Scandale de la villa « Hier » à Antibes : une société paye pour éviter un procès
L’enquête ouverte à Nice en 2014 pour blanchiment aggravé après la vente suspecte en 2008 de la luxueuse villa « Hier » du Cap d’Antibes vient de connaître un nouveau rebondissement. La villa achetée officiellement 36 millions, aurait coûté en réalité 128 millions. 92 millions auraient été versés par l’acheteur à différents intermédiaires via des sociétés off-shore.
Dans un communiqué daté d’hier, le procureur de la République Xavier Bonhomme annonce que la société suisse Swiru Holding SA, mise examen le 14 novembre 2019 pour complicité de fraude fiscale, vient de payer 1,4 million d’euros d’amende. «Lasociété ayant déjà versé, par le biais de l’une de ses filiales, la somme de 10 386 800 euros à l’administration fiscale au titre de l’impôt éludé. », précise le communiqué.
Le fisc et l’oligarque
Le parquet, qui pense sans doute qu’un bon arrangement vaut mieux qu’un mauvais procès, explique avoir conclu « cette convention judiciaire d’intérêt public » le 4 mai dernier, convention homologuée par le président du tribunal judiciaire de Nice lundi.
« Elle sera publiée sur le site de l’Agence française anticorruption à l’issue d’un délai de dix jours, sauf usage par la société, dans ce délai, de son droit de rétractation. » Ce qui paraît peu probable puisque l’exécution de cette convention éteint les poursuites engagées contre la société suisse. En revanche, le communiqué indique que « l’information judiciaire se poursuit à l’égard des autres personnes mises en examen. » Un mandataire liquidateur, deux avocats, un notaire, un agent immobilier... restent dans le collimateur du juge d’instruction Alexandre Julien qui enquête sur la vente de la villa « Hier », propriété de la famille Borghetti et les dessous-de-table qui ont été généreusement distribués. L’acquéreur, un homme d’affaires suisse, aurait agi pour le compte de Souleyman Kerimov, oligarque russe, un temps mis en examen. Ce que ces deux hommes ont toujours contesté. Le milliardaire et sénateur russe avaient été contraints de verser une caution de 5 millions d’euros pour mettre fin à une assignation à résidence en France. Ils auraient également versé 70 millions au fisc, information non confirmée officiellement, pour mettre fin aux poursuites judiciaires.
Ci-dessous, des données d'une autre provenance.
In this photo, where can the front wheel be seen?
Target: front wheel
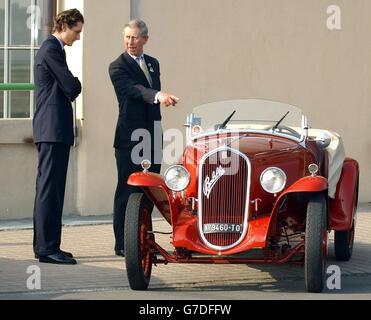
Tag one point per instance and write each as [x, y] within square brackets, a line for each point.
[138, 239]
[315, 246]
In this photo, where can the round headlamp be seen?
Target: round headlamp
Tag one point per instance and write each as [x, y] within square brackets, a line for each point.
[177, 178]
[273, 180]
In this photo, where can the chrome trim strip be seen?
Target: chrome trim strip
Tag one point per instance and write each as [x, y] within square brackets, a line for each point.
[245, 221]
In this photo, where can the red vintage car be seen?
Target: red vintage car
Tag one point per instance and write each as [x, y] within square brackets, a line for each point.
[253, 176]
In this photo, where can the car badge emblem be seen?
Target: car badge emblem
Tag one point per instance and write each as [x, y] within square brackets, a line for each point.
[210, 183]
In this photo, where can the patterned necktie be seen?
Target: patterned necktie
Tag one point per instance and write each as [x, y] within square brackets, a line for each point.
[144, 68]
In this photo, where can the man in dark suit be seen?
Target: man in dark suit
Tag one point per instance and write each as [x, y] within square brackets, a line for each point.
[55, 89]
[136, 80]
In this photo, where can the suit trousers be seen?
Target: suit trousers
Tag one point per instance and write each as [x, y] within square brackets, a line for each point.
[125, 167]
[50, 190]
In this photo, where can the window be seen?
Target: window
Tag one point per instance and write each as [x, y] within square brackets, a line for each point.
[24, 25]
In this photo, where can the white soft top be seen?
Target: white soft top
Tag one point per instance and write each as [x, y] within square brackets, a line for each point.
[336, 156]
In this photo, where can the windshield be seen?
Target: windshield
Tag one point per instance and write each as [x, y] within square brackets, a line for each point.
[247, 116]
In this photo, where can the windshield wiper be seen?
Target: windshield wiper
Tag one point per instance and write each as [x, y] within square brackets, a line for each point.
[279, 121]
[223, 125]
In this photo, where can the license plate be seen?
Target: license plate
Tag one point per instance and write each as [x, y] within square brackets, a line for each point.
[222, 228]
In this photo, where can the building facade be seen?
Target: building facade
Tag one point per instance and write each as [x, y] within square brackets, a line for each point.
[315, 55]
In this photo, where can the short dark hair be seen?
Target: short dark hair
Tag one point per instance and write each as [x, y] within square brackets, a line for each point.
[71, 17]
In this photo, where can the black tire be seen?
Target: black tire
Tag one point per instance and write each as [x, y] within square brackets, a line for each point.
[315, 233]
[137, 240]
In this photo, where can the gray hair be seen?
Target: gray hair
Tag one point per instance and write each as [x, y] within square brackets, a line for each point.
[137, 23]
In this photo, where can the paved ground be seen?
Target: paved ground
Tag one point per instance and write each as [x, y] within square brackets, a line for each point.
[98, 270]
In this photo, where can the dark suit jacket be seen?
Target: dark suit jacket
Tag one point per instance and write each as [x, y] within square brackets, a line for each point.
[135, 97]
[55, 89]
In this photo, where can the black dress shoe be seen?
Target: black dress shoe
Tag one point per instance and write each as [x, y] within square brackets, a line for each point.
[57, 258]
[67, 254]
[120, 252]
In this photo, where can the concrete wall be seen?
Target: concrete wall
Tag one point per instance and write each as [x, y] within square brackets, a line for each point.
[209, 50]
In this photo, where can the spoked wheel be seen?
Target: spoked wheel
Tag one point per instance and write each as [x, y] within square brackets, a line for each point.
[315, 243]
[138, 240]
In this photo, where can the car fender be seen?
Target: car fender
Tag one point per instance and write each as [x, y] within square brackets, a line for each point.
[343, 207]
[155, 188]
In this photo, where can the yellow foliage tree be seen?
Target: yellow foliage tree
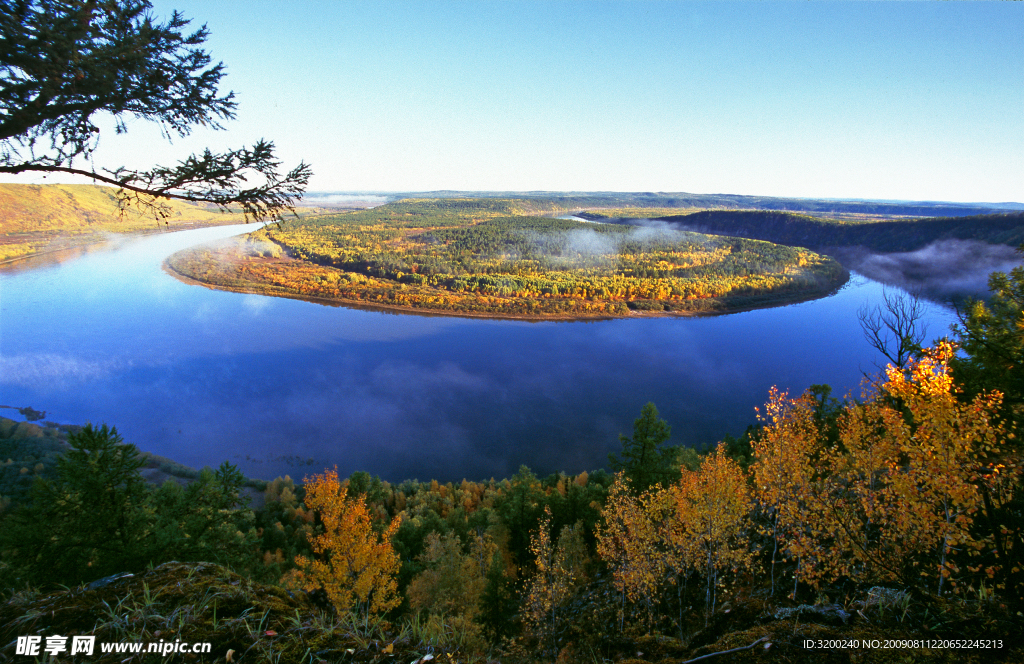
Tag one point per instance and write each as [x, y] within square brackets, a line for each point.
[631, 543]
[712, 519]
[909, 465]
[896, 496]
[559, 571]
[354, 566]
[784, 483]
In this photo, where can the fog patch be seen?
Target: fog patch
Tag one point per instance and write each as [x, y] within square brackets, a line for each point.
[31, 370]
[943, 271]
[586, 245]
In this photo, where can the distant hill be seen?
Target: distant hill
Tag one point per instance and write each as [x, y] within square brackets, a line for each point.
[584, 200]
[33, 217]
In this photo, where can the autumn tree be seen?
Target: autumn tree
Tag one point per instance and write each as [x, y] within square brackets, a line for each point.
[712, 520]
[910, 454]
[783, 471]
[630, 543]
[453, 581]
[895, 497]
[354, 565]
[66, 65]
[559, 570]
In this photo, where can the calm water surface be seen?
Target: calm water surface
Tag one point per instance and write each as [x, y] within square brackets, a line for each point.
[285, 386]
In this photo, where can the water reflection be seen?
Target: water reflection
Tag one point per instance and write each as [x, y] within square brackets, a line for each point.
[280, 385]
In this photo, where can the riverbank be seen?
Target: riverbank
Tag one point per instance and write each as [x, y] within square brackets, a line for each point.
[240, 266]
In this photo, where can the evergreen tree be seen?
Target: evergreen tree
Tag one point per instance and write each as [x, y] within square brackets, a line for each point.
[88, 523]
[65, 63]
[644, 460]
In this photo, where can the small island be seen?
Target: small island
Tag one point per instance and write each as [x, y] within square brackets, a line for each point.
[508, 258]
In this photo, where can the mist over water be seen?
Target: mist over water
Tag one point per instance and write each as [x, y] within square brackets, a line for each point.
[944, 271]
[285, 386]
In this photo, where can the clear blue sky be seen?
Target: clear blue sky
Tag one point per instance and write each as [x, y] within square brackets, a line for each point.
[913, 100]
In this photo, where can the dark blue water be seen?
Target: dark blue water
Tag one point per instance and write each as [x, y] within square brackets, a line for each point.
[285, 386]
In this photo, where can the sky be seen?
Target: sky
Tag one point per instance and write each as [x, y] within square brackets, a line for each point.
[914, 100]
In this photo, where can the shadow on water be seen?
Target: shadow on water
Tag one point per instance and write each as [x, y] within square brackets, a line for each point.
[204, 376]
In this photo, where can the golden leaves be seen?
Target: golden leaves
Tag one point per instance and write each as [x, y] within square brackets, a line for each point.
[354, 565]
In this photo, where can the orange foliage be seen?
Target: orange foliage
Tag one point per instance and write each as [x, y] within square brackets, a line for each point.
[354, 566]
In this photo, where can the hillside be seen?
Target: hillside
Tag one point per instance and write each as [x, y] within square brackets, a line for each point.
[36, 218]
[495, 257]
[888, 236]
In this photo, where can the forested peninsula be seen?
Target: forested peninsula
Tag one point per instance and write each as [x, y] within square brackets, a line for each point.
[500, 257]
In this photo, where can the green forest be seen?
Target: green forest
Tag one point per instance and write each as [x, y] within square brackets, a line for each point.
[896, 516]
[496, 256]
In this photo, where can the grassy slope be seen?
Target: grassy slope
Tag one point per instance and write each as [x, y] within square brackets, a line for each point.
[34, 218]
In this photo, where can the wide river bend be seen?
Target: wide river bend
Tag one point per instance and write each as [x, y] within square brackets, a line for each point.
[286, 386]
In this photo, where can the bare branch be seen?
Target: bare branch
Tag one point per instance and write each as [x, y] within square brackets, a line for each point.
[60, 64]
[895, 328]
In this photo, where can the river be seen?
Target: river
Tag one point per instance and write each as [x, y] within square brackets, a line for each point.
[282, 386]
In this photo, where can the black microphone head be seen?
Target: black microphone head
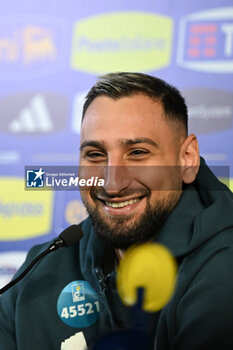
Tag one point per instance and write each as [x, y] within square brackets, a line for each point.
[71, 235]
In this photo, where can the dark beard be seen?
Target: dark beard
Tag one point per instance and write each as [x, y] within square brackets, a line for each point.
[119, 236]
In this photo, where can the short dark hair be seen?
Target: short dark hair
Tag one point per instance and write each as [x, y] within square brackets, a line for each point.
[117, 85]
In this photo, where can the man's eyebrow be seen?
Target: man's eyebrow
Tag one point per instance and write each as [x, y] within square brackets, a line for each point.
[97, 144]
[132, 142]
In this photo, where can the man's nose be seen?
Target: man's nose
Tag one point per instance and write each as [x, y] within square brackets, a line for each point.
[117, 179]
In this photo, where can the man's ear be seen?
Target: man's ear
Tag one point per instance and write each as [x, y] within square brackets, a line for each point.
[190, 159]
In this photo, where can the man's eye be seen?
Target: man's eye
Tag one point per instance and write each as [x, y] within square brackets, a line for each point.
[138, 152]
[94, 155]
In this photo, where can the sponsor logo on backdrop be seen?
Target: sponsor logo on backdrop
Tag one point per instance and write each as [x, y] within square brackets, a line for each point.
[23, 214]
[30, 46]
[78, 103]
[33, 113]
[206, 41]
[210, 110]
[9, 264]
[127, 41]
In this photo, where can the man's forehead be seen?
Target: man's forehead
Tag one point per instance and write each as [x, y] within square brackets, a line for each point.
[122, 142]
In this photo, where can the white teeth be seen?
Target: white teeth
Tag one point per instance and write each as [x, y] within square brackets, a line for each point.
[122, 204]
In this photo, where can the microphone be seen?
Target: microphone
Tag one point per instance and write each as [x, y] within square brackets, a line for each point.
[67, 238]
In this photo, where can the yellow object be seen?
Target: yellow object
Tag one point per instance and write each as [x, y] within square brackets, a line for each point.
[152, 267]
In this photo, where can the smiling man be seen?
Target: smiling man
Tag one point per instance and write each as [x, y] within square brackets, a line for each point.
[126, 129]
[157, 188]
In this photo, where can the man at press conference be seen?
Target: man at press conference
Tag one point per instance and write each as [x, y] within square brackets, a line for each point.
[133, 120]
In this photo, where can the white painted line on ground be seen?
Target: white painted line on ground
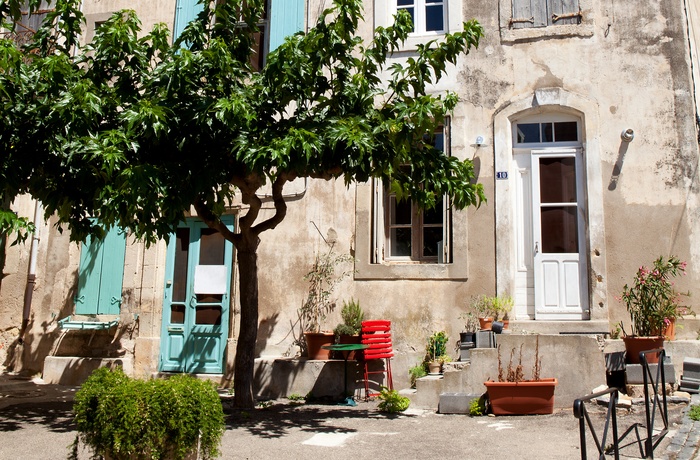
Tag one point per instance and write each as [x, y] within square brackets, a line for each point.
[328, 439]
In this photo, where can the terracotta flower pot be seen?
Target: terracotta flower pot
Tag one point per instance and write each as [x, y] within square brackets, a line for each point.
[485, 322]
[635, 344]
[521, 398]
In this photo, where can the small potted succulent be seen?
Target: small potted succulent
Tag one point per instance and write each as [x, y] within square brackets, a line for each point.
[653, 305]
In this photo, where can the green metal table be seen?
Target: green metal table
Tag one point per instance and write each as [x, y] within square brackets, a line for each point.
[345, 349]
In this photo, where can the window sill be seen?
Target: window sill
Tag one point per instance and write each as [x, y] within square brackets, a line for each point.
[410, 271]
[563, 31]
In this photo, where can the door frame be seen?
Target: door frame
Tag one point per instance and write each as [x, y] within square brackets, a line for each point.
[560, 312]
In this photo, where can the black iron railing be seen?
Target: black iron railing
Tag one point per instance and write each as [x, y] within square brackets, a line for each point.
[655, 404]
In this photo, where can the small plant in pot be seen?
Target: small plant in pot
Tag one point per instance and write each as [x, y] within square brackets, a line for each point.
[653, 305]
[319, 302]
[349, 330]
[436, 352]
[512, 394]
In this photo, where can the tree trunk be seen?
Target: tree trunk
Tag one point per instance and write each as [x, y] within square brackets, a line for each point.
[248, 328]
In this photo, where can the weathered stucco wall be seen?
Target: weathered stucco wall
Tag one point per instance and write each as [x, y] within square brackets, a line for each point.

Le groupe d’intervention régional, la section financière de la police judiciaire de Nice, sous l’égide du juge d’instruction niçois, se sont intéressés de près aux circuits financiers qui alimentaient des comptes de personnalités locales dans des paradis fiscaux. Le préjudice pour l’Etat aurait dépassé les 400 millions d’euros. Très loin des sommes versées par Swiru Holding SA.
Des considérations politiques ont-elles guidé la stratégie de la Chancellerie et de Bercy ? Mystère pour l’instant.